Another point to remember about investigations in general is that the more data points that you have to support your findings, the better. This not only helps you build a more solid picture (and eliminate speculation) of what happened on the system (and when) but it also allows you to build that picture when some data points do not exist.
Let's look at an example...let's say that you suspect that the system you're examining may have been accessed via Terminal Services, using compromised credentials. You examine the Windows Services found in the Registry and determine that Terminal Services was set to start when the system started, and other data points to the fact that remote connections were allowed. So your next step might be to look at Security Event Log entries that would show signs of logins...but you find through Registry and Event Log analysis that auditing of login events wasn't enabled. What then? Well, you might think to look for the time that specific files had last been accessed...but if the system you're examining is a Vista system, well, by default, the updating of last access times is disabled. So what do you do?
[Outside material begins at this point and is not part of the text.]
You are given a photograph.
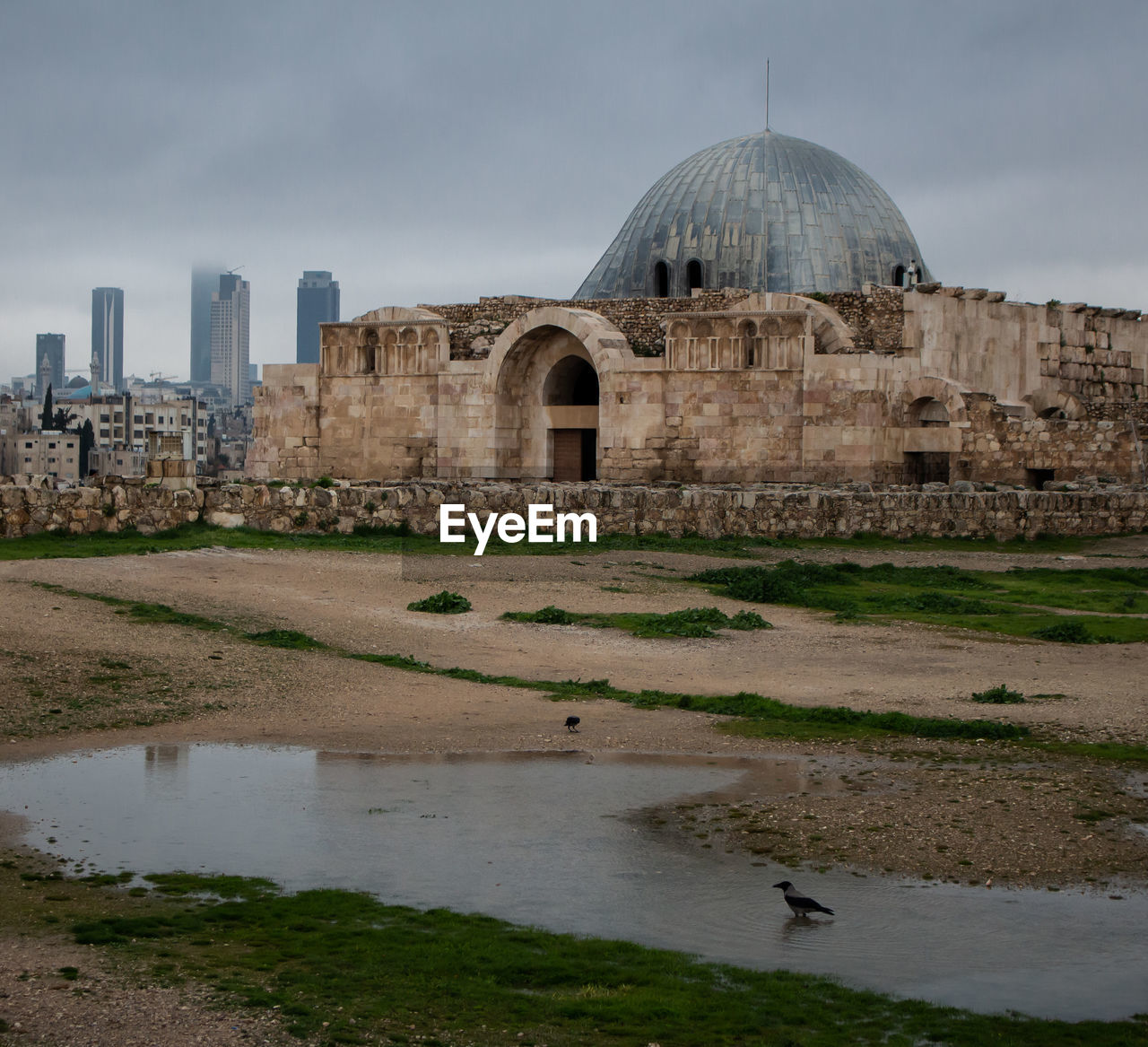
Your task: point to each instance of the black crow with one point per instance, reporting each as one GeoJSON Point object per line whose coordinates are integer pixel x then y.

Again...the more data points you have to support a finding, the better off you'll be in your analysis. Where one data point is good, six may be better. A knowledgeable analyst will know that while some modicum of work will be needed to establish those other five data points, much of it can be automated and made repeatable, increasing efficiency and reducing analysis time.
Perhaps a way to illustrate the overall theme of this post is to look at examples, and that's what we'll be doing in the future. In the meantime, questions and comments are always welcome.